Other: rarely – visual disturbances (including transient loss of vision), gynaecomastia (in older patients, disappearing completely after the cancellation), galactorrhea, hyperglycemia, pulmonary edema (shortness of breath, cough, stridor), weight gain.
Interaction with other drugs
reduces the concentration of quinidine in blood plasma.
Increasing the concentration of digoxin and theophylline in blood plasma, and therefore should be controlled and the clinical effect of theophylline and digoxin concentration in the blood plasma.
Inductors of microsomal liver enzymes (rifampicin, etc.) Reduce the concentration of nifedipine.
Marked reduction of blood pressure increase other antihypertensive drugs, nitrates, cimetidine (metabolic suppression, ranitidine and famotidine are not significantly affect the metabolism iifedipina), inhaled anesthetics, tricyclic antidepressants and diuretics.
In combination with nitrates amplified tachycardia.

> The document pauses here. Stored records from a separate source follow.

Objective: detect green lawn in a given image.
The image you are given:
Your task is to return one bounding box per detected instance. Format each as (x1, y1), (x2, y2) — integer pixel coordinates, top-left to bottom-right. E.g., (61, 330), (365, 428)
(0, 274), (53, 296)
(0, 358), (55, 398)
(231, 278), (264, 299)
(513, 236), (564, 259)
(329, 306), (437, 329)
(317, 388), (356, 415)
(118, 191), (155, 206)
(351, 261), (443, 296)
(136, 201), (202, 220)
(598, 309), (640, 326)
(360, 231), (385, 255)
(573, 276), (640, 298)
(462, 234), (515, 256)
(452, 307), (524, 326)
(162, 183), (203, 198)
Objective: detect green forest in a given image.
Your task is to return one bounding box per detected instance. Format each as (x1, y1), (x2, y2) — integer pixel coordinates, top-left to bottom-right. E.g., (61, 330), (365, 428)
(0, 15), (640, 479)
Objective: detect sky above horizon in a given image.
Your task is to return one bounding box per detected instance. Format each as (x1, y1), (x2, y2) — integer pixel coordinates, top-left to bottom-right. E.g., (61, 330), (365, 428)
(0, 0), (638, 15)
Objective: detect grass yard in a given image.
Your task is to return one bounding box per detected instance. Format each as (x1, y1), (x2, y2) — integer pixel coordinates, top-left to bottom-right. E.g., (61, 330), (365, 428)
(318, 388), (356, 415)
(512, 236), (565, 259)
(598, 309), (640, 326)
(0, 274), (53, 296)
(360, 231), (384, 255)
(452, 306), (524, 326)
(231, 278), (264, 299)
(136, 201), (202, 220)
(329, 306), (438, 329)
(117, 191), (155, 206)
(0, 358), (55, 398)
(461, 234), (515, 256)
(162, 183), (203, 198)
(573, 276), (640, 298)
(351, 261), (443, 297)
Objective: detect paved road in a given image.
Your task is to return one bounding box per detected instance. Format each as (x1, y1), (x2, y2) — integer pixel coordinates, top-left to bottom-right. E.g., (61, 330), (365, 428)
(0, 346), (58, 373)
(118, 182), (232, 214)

The hypotensive effect of reducing sympathomimetic, nonsteroidal anti-inflammatory drugs (prostaglandin synthesis inhibition in the kidney and sodium retention and body fluids), estrogens (fluid retention).Calcium can reduce the effect of blockers “slow” calcium channels.
May displace from its association with proteins, drugs, characterized by a high degree of binding (including indirect anticoagulants – coumarin derivatives and indandiona, anticonvulsant drugs nesteroidiye anti-inflammatory trenbolone enanthate quinine, salicylates, sulfinpyrazone), so that they may rise in plasma concentration.